Overall, my Day 2 at Cinemalaya was a good day!
Ang Katiwala (Aloy Adlawan)
“Has a really intriguing premise but is hobbled by a weak script that doesn’t know where it wants to go. I admire its effort to explore part of our nation’s history through the life of an important political figure, and how that figure inspires an ordinary working man. I wish it built on that connection further. Instead, the film shifts into another direction as if Aloy Adlawan is saying, ‘Hey, I am also an expert in suspense films so let us incorporate that into the movie!'”
Kalayaan (Adolfo Alix, Jr.)
This is, without a doubt, Albert Banzon’s best work to date. It is as much his film as it is Adolf Alix’s. Viewers will remember the film’s striking imagery more than they would the story. More than the postcard-ready images, though, Alix cooks up a beautiful dark twisted fantastical tale of a man’s descent to madness amidst an island paradise.
Sta. Niña (Manny Palo)
Unabashedly sentimental but expertly executed.
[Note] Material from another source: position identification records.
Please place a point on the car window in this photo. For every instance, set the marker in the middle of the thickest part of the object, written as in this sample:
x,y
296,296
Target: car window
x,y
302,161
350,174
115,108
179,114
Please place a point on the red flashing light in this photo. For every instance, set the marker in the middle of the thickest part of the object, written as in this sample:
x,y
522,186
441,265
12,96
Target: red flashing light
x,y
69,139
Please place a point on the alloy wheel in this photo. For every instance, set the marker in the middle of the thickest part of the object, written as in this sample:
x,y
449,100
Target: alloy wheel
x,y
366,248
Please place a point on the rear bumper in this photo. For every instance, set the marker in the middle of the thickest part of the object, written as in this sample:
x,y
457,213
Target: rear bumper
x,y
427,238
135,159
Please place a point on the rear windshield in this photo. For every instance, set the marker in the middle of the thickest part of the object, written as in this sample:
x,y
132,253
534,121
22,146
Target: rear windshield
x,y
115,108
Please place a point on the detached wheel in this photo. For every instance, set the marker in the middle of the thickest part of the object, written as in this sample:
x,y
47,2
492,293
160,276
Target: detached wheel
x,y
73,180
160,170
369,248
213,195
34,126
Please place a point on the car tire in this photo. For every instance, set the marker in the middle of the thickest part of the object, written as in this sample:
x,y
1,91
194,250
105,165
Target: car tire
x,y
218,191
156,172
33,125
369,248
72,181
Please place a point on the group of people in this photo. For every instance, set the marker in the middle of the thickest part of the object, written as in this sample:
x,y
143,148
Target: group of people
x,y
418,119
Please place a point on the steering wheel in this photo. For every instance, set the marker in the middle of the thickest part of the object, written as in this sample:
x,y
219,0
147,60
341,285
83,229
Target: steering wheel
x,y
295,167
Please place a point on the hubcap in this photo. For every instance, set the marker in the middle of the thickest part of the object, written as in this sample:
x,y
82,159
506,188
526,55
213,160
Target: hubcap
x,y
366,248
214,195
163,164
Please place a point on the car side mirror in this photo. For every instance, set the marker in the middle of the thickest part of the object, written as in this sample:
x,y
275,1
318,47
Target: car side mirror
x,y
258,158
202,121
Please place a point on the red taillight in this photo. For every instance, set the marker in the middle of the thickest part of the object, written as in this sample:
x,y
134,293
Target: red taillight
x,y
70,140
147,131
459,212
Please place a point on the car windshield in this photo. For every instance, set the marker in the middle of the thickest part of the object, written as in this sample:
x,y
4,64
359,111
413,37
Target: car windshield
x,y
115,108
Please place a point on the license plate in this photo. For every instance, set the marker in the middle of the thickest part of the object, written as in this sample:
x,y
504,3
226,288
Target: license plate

Manny Palo and Liza Magtoto come up with a worthy back story to the Kapampangan crucifixion ritual, meanwhile showcasing Pampanga’s gorgeous lahar-covered landscape and its wood-carving industry.
Mga Dayo (Julius Sotomayor Cena)
A really refreshing film on lives of women OFWs in Guam. Julius Sotomayor Cena saw the need to portray Filipinos in diaspora and he succeeds not by explicitly commenting on the political side of the issue but by meticulously documenting a day in the life of 3 Pinays in various stages of distress. I particularly like Olga Natividad’s and Sue Prado’s stories, undoubtedly helped by their superb performances.